In this post, we’re going to list why we removed an existing dependency (moby/buildkit) from the aws/copilot-cli, and explore the mechanics of the process.
Rational
First of all, buildkit is a perfectly fine module to depend on! But for us, the library only provided nice-to-have functionality that was low effort to rewrite and reduced our binary size.
optional We use buildkit to parse a Dockerfile, and extract certain instructions like the ports exposed or container health check settings. If the parsing fails, it’s no big deal. We print a warning and the user can re-enter that information later.

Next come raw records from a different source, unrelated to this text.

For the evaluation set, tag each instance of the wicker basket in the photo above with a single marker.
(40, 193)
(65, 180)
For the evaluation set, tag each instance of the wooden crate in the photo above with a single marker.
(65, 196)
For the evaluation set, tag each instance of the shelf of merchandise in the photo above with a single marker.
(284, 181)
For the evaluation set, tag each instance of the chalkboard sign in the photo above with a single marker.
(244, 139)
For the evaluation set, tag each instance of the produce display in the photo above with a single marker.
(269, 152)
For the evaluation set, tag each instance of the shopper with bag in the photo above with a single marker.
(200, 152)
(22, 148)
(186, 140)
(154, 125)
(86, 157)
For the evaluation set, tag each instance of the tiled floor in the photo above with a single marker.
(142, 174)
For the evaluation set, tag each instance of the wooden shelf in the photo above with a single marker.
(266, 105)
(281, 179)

size Today, the darwin/amd64
executable is roughly 45MB.
$ ls -l bin/local/copilot-darwin-amd64
... 47662160 Sep 17 10:10 bin/local/copilot-darwin-amd64
Doing a quick prototype by commenting out the use of the library shows that we can save ~3MB of space.
$ ls -l bin/local/copilot-darwin-amd64
... 44355104 Sep 17 10:13 bin/local/copilot-darwin-amd64
Not as big of a saving as I had hoped for but not bad either.
cheap Since we use only a small surface area of the library, it’s also relatively easy to replace the functionality. Since buildkit is open source, we can dive into the codebase and get a sense of how Dockerfiles are parsed.
Mechanics
Ensure compatibility in unit tests
Just like Rob Pike’s strconv.IsPrint
test example in the Go proverbs talk, we don’t depend on buildkit in the source files. Instead, we only import the library in our unit tests and ensure that our parsed outputs match buildkit’s!
For example, in the tests for parsing HEALTHCHECK [OPTIONS] CMD command
instructions, we ensure that the command
values match exactly. However, we don’t compare the [OPTIONS]
because AWS Copilot uses different defaults than Docker.
Similarly, for the exposed ports we ensure that Copilot detects the same ports in a Dockerfile as buildkit.
Swap the logic
Finally, we have the fun part of replacing the parser. For Copilot, all we had to do was replacing the Dockerfile scanner with a custom version. Luckily, there is another great Go talk from Rob Pike on the topic: Lexical Scanning in Go that we can pair with buildkit’s implementation. Replacing the library resulted in roughly adding 240 lines of code.
Takeaways
There can be some quick wins out there by duplicating a little bit of code. Some further reading material:
- Russ Cox, “Our Software Dependency Problem” January 2019.
- Niklaus Wirth, “A plea for lean software.” Computer 28.2 (1995): 64-68.